Sadystyczne żarty
Sztuka Yukia Mishimy "Markiza de Sade" poświęcona jest dziedzictwu, które wniósł do historii filozofii markiz Donatien Alphonse Francois de Sade. Czyny, poglądy, którym słynny libertyn czasów Wielkiej Rewolucji Francuskiej dał wyraz w licznych dziełach literackich, stanowiły dla japońskiego dramaturga materiał do drapieżnego dyskursu o naturze dobra i zła oraz o granicach ludzkiej wolności.
Yukio Mishima, równie chętnie co de Sade wcielał w życie własne poglądy. Był np. założycielem Stowarzyszenia Tarcz, skrajnie prawicowej paramilitarnej organizacji dążącej do odrodzenia mocnej władzy cesarza. Po nieudanym puczu Mishima, zgodnie z kodeksem japońskich samurajów, popełnił w 1970 r. seppuku. Życie i dzieło obu tych dalekich od stereotypu ludzi, tak mocno naznaczone krwią i cierpieniem, w przedstawieniu wyreżyserowanym przez Tadeusza Bradeckiego znalazło zadziwiająco anemiczny wyraz.
Siła sztuki Mishimy zasadza się na genialnym zróżnicowaniu i wycieniowaniu subtelności psychologicznych sześciu kobiecych postaci związanych z markizem. Najbliższych: żony, teściowej, szwagierki oraz znajomych: kurtyzany, bigotki i służącej. Każda z pań od odmiennej strony naświetla myśli perwersyjnego markiza. Idea kłóci się z ideą, zderzają się krańcowo odmienne temperamenty Reżyser spektaklu pokazał, że wobec gier psychologicznych jest bezradny. Aktorki - nawet tak doświadczone, jak Anna Dymna w roli teściowej markiza - gubią się w nic nie znaczących grepsach, zainscenizowanych grubą, rodzajową kreską.

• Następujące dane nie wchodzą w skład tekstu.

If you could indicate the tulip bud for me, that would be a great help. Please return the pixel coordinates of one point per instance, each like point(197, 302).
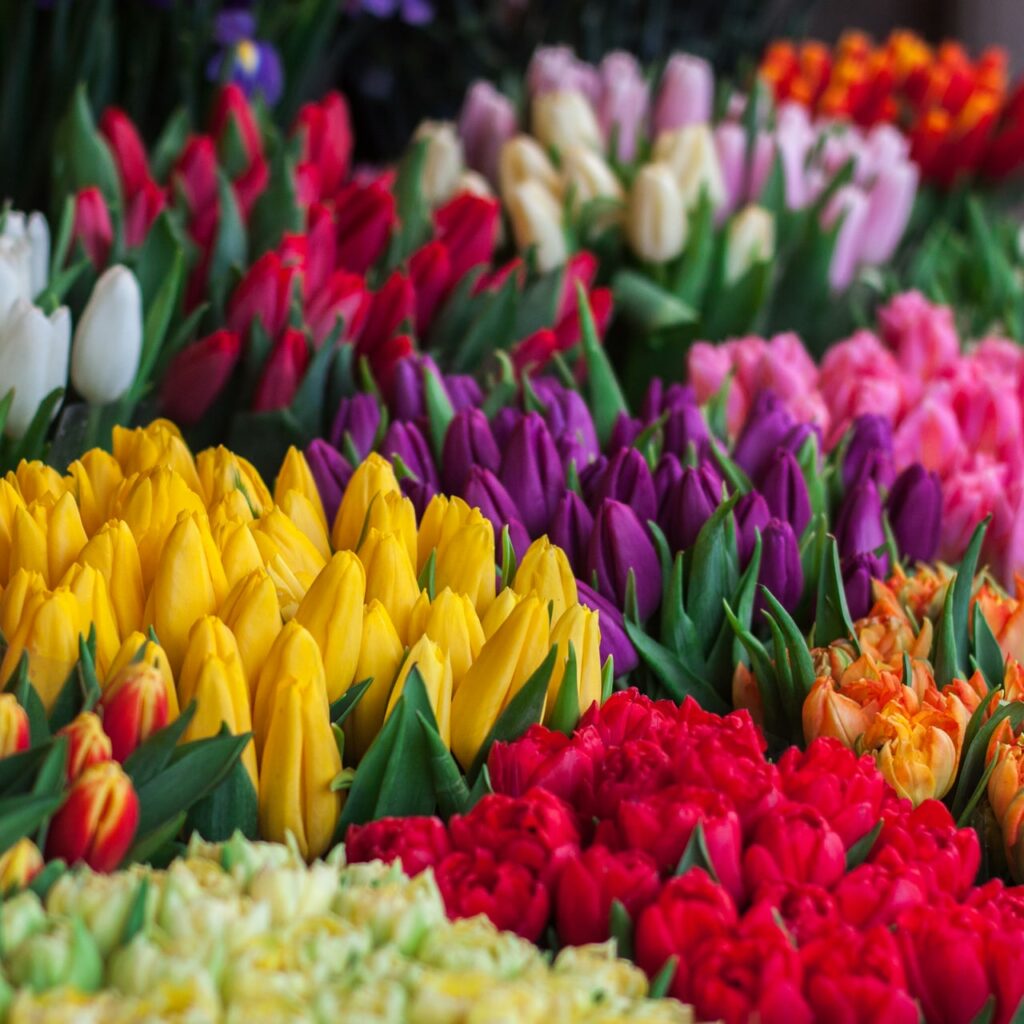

Nie od dziś Bradecki zdradza gust i temperament diametralnie odmienny od sztuk, które służą mu jako materiał do zaskakujących scenicznych eksperymentów. Nie sposób zrozumieć, dlaczego nie wystawia fars i operetek, skoro tak lubi ich uwodzicielski sztafarz. Ekscentryczne pomysły - w rodzaju pełzającej po scenie mgiełki z płynnego azotu, która miała udawać opary kąpieli Renee, markizy de Sade (Ewa Kaim) - wywołują na widowni jedynie niezamierzony śmiech. Podobnie jak przypominające baranice różnokolorowe peruki noszone przez Annę Dymną. Budziły irytację ściany z kanciasto łączonej blachy, bardziej przypominające współczesny garaż, niż osiemnastowieczny salon. Łatwizna, taniocha, tandeta.